最悪の場合はリハビリの拒否のほか、医師やセラピストとの関係性が悪化してしまいます。
例えるなら、「勉強って何の為にするの?必要ないじゃん」と思い込んでいる子供に
「将来的に必ず自分の為になるから勉強しなさい」と言っているようなものです。
勉強なんて必要無いと思い込んでいる子供にそのようなことを伝えても効果はありませんよね。
アウェアネス(awareness)障害の階層構造・段階レベル
Bruce Crosson(1996)はアウェアネス障害を下記の3階層に区別しました。
・知的アウェアネス(intellectual awareness)
・体験的アウェアネス(emergent awareness)
・予測的アウェアネス(anticipatory awareness)
※ 予測的アウェアネスが一番高位なレベル
知的アウェアネス:障害に全く気付いていない~知っている段階
体験的アウェアネス:自分の体験と知識が結びついて障害を実感できている段階
予測的アウェアネス:それらを理解した上で問題が起きないように予測して行動する段階
アウェアネス(awareness)障害に対するアプローチ
個別アプローチ
高次脳機能障害という障害は一区切りには出来ません。
人それぞれ障害の程度が異なりますし、症状も異なります。
そのため、まず最初に評価を行いましょう。
評価を行うことで、現在の状態を把握することが出来ますし、関係性の構築にも繋がります。
また評価結果を本人にフィードバックすることで認識(知的アウェアネス)を促す効果があります。
フィードバックする際の注意点として、標準化という手法を用いると良いでしょう。
例えば「脳梗塞の後遺症として、○○といったことが起きる場合もある」とあくまで一般論として伝えることで、本人に現実を突きつけることなく、さらなる認識を促すことが出来ます。

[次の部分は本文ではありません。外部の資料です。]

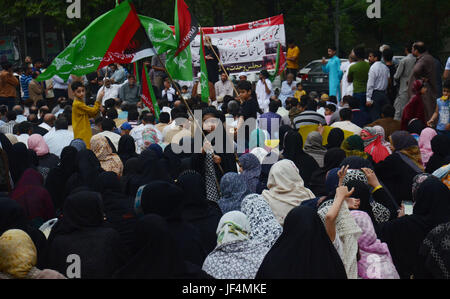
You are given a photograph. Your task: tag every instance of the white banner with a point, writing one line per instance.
(249, 47)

また現状の問題や今後の問題に対して、どのような対応が好ましいのかを説明していき、少しでも本人や支援者が安心して日々の生活をおくられるようにすることが重要です。
その後は訓練を行っていく中で、本人が直面した問題に対してどのように対応していったのかなどを聴取し、知的アウェアネスを深めていきながら、併せて体験的アウェアネスへの理解を促していきます。
グループアプローチ
個人アプローチとは異なる効果が得られるのがグループアプローチです。
医師やセラピストが説明している際に、周りの人がメモを取り始めると、
これまでメモを取ることが無かった人もメモを取り出して書き始めたりする。
その他にも個別で対応している場合は、どうしても感情的になってしまうこともあるが、
集団の場合は、感情を抑えて客観的に自分の状態や助言を理解しようとする姿がみられる。
と、上記のようにグループアプローチは個人アプローチとは異なる効果が得られます。
グループの人数は4~6人といった少人数で、各々の体験談等を述べてもらうと良いでしょう。